My 400 year old wood burning oven
I promised someone in a food group to publish pictures of my oven. It’s not at its best because the entry has been used to quickly get garden supplies out of the rain, but the oven itself isn’t going to change much, so here it is, with explanations.
This is how it sits in the garden, attached on one side to my garage and what was once the granary. I wonder if they kept the milled flour in the granary and this was the most convenient place for an oven? There is another one at the other end of the borgo, but it is built below the house, which makes me think that either there was no danger from fire or they didn’t think there was. Since all these villas were part of one family complex, I thought it was interesting that there were two ovens.

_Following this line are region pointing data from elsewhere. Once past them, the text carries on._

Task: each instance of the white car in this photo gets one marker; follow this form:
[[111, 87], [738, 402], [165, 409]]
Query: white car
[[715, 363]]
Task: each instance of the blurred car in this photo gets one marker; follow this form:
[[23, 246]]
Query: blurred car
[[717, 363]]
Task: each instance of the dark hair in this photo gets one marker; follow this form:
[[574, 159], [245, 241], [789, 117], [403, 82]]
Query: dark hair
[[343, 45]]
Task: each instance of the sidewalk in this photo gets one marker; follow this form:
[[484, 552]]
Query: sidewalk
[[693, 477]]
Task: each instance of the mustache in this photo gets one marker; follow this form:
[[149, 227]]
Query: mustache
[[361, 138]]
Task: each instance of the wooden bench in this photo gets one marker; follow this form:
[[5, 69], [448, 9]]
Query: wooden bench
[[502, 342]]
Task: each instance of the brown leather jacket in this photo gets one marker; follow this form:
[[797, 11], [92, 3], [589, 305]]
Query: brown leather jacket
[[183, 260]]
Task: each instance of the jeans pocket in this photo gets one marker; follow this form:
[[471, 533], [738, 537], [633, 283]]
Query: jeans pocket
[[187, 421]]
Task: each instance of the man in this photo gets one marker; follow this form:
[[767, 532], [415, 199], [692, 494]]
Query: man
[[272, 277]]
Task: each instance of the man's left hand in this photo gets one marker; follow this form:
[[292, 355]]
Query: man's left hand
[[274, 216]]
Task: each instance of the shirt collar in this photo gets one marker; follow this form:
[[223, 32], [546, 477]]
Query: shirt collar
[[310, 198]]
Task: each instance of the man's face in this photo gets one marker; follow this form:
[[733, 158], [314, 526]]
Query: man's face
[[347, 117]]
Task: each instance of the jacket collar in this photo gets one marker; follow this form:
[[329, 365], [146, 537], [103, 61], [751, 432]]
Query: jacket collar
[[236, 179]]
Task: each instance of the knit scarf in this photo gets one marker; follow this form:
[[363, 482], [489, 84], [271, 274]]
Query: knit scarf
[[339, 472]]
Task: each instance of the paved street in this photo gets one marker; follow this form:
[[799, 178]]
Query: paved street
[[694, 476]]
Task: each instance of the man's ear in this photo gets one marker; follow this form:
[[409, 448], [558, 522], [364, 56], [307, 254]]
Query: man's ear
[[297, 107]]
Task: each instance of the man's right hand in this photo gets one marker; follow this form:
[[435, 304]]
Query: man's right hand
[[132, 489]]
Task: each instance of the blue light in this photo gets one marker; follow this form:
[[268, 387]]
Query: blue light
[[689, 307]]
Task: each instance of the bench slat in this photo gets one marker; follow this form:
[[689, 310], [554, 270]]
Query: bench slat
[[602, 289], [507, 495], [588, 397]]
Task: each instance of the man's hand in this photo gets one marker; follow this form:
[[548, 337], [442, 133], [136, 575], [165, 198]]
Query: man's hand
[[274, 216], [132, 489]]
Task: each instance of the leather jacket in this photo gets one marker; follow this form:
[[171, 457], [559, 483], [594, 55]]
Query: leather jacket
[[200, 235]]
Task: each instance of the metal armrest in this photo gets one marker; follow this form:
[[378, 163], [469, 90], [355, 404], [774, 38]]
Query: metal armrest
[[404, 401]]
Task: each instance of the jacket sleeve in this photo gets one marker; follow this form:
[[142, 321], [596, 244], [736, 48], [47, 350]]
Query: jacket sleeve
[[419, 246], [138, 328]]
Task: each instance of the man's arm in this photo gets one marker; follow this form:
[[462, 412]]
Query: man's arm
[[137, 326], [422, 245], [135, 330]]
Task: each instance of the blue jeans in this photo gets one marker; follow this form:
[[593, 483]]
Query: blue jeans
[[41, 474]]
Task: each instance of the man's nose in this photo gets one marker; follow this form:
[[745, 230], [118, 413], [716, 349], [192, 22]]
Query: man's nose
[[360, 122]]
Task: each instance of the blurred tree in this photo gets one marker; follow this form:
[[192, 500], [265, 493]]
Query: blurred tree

This is what can be seen from the door. The long pieces of wood are about 4 feet long and that’s so you can heat the whole oven at once, evenly, by burning these sticks. These happen to be Bay Laurel that I kept when I pruned to flavor the smoke when I cook meat in this oven. The wood used to heat it will be a mixture of those that burn very hot and those that burn a long time. All that remains to be done now is repairs to the shelf in front of the oven opening, which seems more cosmetic than anything else. I waited to find out whether that plaster also needed to be heatproof or not, and the answer I got was, “Couldn’t hurt.”
This is a closer view of the oven itself. I realize now that I have neglected to take a picture of the two iron doors that can be put in place to keep it closed. I have no idea why I have two identical doors and one opening. Maybe whoever stole the oven tools left the extra door in payment? The little pile of ashes remains from the fire we lit to sterilize the oven. We all suspected that spiders, which are the curse of central Italy, would have built nests and webs inside the various passages, but in reality, nothing left any traces inside the oven or anything that connects to it. Inside the little building, yes. In the wood storage area, yes. All over the roof structure and beams was covered with dirt and webs that fell into my eyes and gave me allergic attacks I thought would fell me, but the oven itself was pristine. There must be something about wood ashes.
This is looking into the hemispherical oven itself. It’s really big in there! It’s all coated with heatproof cement, quite smooth. The temperature of the surface, I am told, can reach 1750° F, which is hot enough to destroy even Mad Cow virus– although the meat it was in would have disappeared long before the virus died. This is only the surface of an enormous mass of masonry which takes about eight hours to heat. Once it is hot you stop feeding the fire and begin to use the heat by cooking first things that want high heat, like pizza and bread, then flasks of beans, various casseroles and chunks of meat. We have flip-over stainless steel grilling grates on little legs that allow us to pull some of the coals out for grilling things, too.
If summer really comes this year, I’m planning on a big oven day when the friendly neighbors will invite family and others to come and we’ll cook all day just like the old timers used to. It will be a day that starts at 4:30 in the morning with cooking beginning about 12:30 and continuing into the evening. That’s just like it used to be once a week, every week, for hundreds of years.